Les trois points clefs de cette élection

    1) La capacité de Fratelli d’Italia à drainer l’électorat de droite au détriment de la Ligue, qui chute à 9 %, montrant les vases communicants au sein du centre-droit et la difficulté de maintenir le consensus au sein du gouvernement pour Salvini ;

    2) La transformation du Mouvement 5 étoiles en une force populiste de gauche, capable de drainer des voix au PD, avec une traction sudiste ;

    3) La croissance du consensus du seul parti qui s’est opposé à la majorité d’unité nationale, Fratelli d’Italia, et du parti qui a déclenché la crise du gouvernement Draghi, le Mouvement 5 étoiles.

    On trouve de nouveau le signe d’un clivage toujours évident au sein du pays entre les dynamiques politiques réelles et celles que l’on peut observer : d’un côté Draghi au sommet de sa popularité nationale et de son prestige international, et de l’autre le succès des partis les plus sceptiques envers son exécutif.

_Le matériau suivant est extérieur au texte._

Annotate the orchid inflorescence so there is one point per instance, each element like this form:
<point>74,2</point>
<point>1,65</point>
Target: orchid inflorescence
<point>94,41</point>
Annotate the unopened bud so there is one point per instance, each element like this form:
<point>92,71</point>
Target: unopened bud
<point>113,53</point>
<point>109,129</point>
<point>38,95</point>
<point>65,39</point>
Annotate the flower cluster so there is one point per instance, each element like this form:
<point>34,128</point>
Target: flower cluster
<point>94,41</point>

La campagne électorale a défini les priorités des Italiens : crédibilité de la classe dirigeante, économie, sécurité. Ni le danger fasciste, ni les droits civiques, ni l’Agenda Draghi (la conception des réformes léguées par le Président) n’ont entamé les processus de mobilisation d’une grande partie de l’électorat.

    Quelles perspectives ?

    Beaucoup prédisent un gouvernement de courte durée en raison des différences entre les forces politiques de la coalition de « centre-droit ». La politique étrangère, les relations avec l’Europe, la politique fiscale sont certainement des points de friction, susceptibles de provoquer des étincelles entre les alliés. Cependant, d’autres facteurs pèseront sur la durée éventuelle du gouvernement. Les destins personnels des leaders joueront un rôle essentiel : sur le plan politique celui de Salvini qui sort très affaibli par le vote et la force résiduelle, y compris sur le plan physique, de Silvio Berlusconi ; les tendances des sondages après le vote ; les noms qui seront appelés à occuper les fonctions gouvernementales les plus importantes ; et surtout, les conditions internationales et les tendances économiques joueront un rôle fondamental.

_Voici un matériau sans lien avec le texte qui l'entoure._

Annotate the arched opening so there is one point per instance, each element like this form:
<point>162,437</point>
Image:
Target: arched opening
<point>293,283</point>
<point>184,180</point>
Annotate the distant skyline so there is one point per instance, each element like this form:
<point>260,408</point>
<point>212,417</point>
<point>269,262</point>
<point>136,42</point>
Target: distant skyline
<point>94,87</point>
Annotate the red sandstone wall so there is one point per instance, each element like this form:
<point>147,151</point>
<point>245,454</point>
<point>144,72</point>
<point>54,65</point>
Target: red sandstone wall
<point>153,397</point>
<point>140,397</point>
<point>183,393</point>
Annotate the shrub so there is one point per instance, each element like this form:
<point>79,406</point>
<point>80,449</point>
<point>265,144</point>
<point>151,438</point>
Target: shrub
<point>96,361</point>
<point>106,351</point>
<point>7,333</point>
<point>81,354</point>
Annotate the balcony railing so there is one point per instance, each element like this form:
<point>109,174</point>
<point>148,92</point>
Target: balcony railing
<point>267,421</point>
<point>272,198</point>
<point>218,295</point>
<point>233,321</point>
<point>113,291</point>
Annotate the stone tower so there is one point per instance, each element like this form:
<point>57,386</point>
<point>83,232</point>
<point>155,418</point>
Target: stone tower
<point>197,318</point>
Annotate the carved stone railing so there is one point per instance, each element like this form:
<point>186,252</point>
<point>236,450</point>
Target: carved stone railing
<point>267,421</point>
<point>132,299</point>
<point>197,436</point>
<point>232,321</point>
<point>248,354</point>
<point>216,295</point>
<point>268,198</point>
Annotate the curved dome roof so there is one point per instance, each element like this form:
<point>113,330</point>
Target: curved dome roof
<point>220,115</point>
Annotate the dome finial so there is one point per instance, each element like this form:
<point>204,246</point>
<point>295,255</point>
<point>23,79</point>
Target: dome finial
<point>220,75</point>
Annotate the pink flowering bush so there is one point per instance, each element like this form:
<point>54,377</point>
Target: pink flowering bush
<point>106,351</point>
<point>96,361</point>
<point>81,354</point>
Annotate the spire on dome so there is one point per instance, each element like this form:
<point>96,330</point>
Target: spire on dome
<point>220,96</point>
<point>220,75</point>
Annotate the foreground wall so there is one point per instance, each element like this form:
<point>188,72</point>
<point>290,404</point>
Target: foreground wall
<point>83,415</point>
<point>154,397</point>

    Le gouvernement sorti du vote dispose d’un ciment fort, mais il ne peut jamais contrôler tous les paramètres et reste donc exposé, dans une démocratie parlementaire transformiste et poreuse comme la démocratie italienne, à l’instabilité. Cela ne signifie pas pour autant qu’un gouvernement de droite disposant d’une majorité solide soit inévitablement destiné à être éphémère. Surtout avec les équilibres parlementaires qui sortent du vote, avec Giorgia Meloni la nouvelle leader absolue de la coalition, la Ligue annihilée et Forza Italia un parti en déclin depuis des années, les risques d’un effondrement en peu de temps sont réduits.

    Il y a toujours une phase de lune de miel avec l’électorat qui dure généralement quelques mois, suivie d’un processus de délitement de cette inertie dû à des luttes intestines entre partis ou entre leaders au sein de la coalition, et enfin, face à une crise de coexistence, les partis et factions doivent trouver une véritable alternative au maintien du gouvernement.

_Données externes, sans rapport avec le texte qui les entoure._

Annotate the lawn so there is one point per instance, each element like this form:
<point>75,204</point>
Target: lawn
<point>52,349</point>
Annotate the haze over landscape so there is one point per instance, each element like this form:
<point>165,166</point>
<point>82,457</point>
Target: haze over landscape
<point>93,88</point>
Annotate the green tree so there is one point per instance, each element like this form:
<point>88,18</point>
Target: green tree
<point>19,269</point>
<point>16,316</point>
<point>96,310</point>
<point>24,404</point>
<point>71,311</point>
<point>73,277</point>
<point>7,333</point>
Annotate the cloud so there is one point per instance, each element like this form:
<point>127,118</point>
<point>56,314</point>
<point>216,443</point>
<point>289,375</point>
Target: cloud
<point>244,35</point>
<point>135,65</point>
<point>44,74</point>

    C’est à ce stade que les calculs électoraux, les relations entre les dirigeants, la construction d’alliances alternatives et la pression internationale prennent le dessus. Au cours de la dernière législature, cela s’est produit trois fois, mais chaque gouvernement a quand même duré plus d’un an. En outre, la situation de départ de cette législature est différente : alors qu’en 2018, il n’y avait pas de vainqueurs et qu’une alliance populiste a brisé la coalition de centre-droit, aujourd’hui, nous commençons avec une majorité absolue dans cette coalition.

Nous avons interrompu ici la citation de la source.